There is also an interesting debate here Have we misunderstood Creationism
Paul Bickley writes; "The first myth is that there is such a thing as a movement which we can legitimately call ‘creationism’." Undoubtedly that is correct, although there are as many views amongst those who hold to evolution. Undoubtedly also there is some bitter disputes, but I would suggest mainly at the fringes. Most creationists I know seek dialogue in a respectful manner.
"The second myth is that evolution sceptics are, in the words of Keith Porteous Wood of the National Secular Society, “…anti-science…" Again quite right, most creationists are not anti-science, as even Ron Numbers has pointed out.

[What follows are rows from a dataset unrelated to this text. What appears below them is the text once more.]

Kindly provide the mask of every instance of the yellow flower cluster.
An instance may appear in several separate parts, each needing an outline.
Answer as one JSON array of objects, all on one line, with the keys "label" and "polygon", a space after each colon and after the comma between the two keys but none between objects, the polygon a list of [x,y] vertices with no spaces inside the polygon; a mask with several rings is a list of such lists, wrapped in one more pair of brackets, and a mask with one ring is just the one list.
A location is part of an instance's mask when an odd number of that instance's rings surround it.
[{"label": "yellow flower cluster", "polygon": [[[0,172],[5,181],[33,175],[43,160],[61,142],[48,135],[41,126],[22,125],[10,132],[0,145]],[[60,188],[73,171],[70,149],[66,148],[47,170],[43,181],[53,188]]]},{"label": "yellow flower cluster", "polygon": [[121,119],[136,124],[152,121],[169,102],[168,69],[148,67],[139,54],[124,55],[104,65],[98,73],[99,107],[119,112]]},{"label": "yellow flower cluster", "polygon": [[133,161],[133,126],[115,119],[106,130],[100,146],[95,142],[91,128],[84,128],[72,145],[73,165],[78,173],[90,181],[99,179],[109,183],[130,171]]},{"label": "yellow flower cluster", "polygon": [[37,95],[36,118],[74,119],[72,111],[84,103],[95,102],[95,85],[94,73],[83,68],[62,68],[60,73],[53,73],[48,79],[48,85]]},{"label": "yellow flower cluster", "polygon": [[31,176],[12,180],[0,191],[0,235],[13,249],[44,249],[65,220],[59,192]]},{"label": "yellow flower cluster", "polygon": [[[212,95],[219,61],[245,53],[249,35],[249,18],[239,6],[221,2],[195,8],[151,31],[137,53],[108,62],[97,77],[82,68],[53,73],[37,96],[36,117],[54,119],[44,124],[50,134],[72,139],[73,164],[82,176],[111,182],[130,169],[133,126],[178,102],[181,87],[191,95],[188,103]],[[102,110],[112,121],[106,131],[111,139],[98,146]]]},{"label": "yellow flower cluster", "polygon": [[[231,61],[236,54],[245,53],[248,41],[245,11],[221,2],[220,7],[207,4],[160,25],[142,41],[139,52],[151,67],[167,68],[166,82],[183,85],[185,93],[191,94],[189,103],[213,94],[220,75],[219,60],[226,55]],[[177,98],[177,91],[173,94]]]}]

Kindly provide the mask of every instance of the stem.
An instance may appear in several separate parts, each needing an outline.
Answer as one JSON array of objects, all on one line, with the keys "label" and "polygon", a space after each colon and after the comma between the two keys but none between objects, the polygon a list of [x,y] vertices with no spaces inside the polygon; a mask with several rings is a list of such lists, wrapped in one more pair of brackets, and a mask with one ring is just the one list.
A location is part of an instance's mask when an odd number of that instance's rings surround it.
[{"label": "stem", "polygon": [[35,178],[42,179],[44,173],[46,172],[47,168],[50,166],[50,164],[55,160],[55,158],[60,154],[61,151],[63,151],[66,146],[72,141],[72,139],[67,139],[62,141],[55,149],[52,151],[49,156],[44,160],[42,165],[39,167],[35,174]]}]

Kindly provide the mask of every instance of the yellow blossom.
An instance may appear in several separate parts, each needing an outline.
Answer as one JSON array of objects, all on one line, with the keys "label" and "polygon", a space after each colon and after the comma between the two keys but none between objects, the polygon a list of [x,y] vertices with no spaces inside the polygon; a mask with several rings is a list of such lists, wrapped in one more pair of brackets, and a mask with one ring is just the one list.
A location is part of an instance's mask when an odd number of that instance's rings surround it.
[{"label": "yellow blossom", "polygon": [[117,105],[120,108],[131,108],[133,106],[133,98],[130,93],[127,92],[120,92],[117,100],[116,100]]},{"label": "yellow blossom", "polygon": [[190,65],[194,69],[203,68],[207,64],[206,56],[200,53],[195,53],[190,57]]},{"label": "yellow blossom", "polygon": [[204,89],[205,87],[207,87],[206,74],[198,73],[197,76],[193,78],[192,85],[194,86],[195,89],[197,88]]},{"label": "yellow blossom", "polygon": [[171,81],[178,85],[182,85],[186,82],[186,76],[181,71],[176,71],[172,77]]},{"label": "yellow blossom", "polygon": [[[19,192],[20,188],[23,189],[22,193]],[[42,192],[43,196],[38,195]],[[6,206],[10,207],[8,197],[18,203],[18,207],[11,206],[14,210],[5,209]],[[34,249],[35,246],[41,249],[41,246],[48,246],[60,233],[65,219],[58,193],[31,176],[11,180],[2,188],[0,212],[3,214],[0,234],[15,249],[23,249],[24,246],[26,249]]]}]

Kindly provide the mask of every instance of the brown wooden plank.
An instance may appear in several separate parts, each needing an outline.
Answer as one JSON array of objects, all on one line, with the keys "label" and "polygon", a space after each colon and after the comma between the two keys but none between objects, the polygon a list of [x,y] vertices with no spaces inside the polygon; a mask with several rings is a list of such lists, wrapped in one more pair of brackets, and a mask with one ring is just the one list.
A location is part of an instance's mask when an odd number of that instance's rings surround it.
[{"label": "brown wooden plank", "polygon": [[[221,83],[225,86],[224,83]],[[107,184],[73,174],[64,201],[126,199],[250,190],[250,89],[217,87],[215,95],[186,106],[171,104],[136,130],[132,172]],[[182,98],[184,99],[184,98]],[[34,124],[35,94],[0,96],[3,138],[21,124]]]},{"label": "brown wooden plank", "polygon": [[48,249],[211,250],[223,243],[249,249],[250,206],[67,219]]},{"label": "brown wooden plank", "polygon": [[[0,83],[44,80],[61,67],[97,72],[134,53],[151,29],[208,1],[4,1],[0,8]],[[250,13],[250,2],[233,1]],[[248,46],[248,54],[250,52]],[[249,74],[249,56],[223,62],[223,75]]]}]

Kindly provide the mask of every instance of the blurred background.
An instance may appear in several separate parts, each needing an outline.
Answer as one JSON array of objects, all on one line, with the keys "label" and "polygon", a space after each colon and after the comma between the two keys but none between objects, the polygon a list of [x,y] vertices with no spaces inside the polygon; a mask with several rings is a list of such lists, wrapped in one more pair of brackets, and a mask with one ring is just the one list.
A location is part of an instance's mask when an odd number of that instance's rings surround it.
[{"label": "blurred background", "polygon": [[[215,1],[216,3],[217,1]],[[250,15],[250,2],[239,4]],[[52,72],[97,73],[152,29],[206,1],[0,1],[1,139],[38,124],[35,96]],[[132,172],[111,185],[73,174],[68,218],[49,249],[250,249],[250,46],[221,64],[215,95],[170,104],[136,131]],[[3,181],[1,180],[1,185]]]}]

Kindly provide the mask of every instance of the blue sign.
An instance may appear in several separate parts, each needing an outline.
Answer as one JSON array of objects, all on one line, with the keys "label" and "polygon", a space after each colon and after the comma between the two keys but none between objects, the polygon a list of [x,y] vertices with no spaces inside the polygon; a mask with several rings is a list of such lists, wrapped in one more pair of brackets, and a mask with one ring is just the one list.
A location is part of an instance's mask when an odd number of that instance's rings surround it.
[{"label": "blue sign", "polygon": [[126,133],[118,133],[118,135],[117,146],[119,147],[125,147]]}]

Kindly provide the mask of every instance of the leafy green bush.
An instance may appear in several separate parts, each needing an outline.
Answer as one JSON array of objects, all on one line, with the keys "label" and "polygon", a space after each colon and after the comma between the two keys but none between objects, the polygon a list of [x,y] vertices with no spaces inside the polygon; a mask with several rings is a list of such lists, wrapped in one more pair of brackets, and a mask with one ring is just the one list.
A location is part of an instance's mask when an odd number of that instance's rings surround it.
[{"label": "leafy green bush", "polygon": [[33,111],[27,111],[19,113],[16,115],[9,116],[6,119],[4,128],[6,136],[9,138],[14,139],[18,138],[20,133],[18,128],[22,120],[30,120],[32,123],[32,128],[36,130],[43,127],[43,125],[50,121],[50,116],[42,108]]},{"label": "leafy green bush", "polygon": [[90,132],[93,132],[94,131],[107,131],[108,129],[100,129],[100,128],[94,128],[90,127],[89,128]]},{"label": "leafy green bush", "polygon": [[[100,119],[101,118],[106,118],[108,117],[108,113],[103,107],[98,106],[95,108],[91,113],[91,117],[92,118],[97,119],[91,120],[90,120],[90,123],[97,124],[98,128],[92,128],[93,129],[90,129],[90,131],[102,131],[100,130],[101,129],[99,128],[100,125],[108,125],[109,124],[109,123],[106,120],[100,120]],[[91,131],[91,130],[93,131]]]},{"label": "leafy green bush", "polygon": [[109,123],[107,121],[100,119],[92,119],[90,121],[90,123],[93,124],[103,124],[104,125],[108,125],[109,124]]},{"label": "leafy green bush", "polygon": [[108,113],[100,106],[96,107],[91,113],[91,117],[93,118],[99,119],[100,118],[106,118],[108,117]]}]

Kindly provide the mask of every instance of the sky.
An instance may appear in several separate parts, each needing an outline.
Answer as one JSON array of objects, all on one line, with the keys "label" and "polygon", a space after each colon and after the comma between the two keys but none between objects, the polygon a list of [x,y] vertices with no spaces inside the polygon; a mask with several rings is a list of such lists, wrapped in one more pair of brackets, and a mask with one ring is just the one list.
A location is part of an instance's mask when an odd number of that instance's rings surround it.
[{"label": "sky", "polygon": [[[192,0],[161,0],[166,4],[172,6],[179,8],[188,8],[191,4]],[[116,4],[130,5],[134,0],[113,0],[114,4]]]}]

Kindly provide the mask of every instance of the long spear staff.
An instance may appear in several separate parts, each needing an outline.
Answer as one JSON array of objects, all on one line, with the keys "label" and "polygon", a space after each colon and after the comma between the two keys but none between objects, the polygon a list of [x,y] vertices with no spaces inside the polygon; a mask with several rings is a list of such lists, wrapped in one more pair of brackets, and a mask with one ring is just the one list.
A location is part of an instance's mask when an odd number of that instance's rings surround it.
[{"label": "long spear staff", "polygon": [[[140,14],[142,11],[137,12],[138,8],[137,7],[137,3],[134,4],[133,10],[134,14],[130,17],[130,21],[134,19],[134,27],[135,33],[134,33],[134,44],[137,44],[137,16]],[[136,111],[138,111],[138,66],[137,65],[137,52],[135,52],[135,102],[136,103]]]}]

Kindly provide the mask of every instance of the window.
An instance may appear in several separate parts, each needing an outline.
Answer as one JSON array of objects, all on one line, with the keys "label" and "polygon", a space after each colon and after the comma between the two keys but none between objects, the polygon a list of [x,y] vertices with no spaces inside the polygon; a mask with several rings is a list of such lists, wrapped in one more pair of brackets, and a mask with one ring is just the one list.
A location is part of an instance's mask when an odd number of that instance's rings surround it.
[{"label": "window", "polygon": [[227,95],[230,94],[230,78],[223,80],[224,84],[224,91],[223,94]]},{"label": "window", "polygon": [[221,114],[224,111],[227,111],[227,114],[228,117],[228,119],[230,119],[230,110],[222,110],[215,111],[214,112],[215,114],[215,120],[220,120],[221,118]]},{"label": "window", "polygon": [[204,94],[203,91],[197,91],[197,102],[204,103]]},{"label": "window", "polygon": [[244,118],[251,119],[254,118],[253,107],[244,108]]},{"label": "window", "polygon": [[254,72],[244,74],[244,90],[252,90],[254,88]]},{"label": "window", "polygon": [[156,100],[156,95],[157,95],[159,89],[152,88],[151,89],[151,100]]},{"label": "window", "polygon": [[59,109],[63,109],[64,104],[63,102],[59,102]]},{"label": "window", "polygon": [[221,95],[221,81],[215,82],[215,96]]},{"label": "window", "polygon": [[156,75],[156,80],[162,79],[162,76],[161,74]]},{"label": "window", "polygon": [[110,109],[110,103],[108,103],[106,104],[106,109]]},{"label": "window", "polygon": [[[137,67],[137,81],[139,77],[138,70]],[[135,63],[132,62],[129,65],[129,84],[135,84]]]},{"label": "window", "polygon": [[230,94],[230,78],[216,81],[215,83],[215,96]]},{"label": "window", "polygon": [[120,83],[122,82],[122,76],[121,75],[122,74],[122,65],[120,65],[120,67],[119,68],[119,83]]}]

"The third myth is that the way to take the wind out of creationist sails is fierce rebuttal and public derision in the mode of Richard Dawkins or Harry Kroto. On the contrary, if evolution scepticism could ever be moulded into a movement, it would be due in no small measure to the galvanising effects of Dawkins’ rhetoric:" Again a good point, although the report does note that many creationists feel like a minority under attack.
"Bickley finishes with this useful statement,"If the public debate on faith and evolution is to move beyond its stale polarities, we could do worse than starting with rigorous analyses of the protagonists’ respective positions. The evolution-sceptical community is not really what reputation would make it. Listening carefully – knowing who ‘creationists’ really are and what they really think – is a first step to understanding the roots of their antagonism. In time, this understanding could undergird strategies which improve public engagement with science."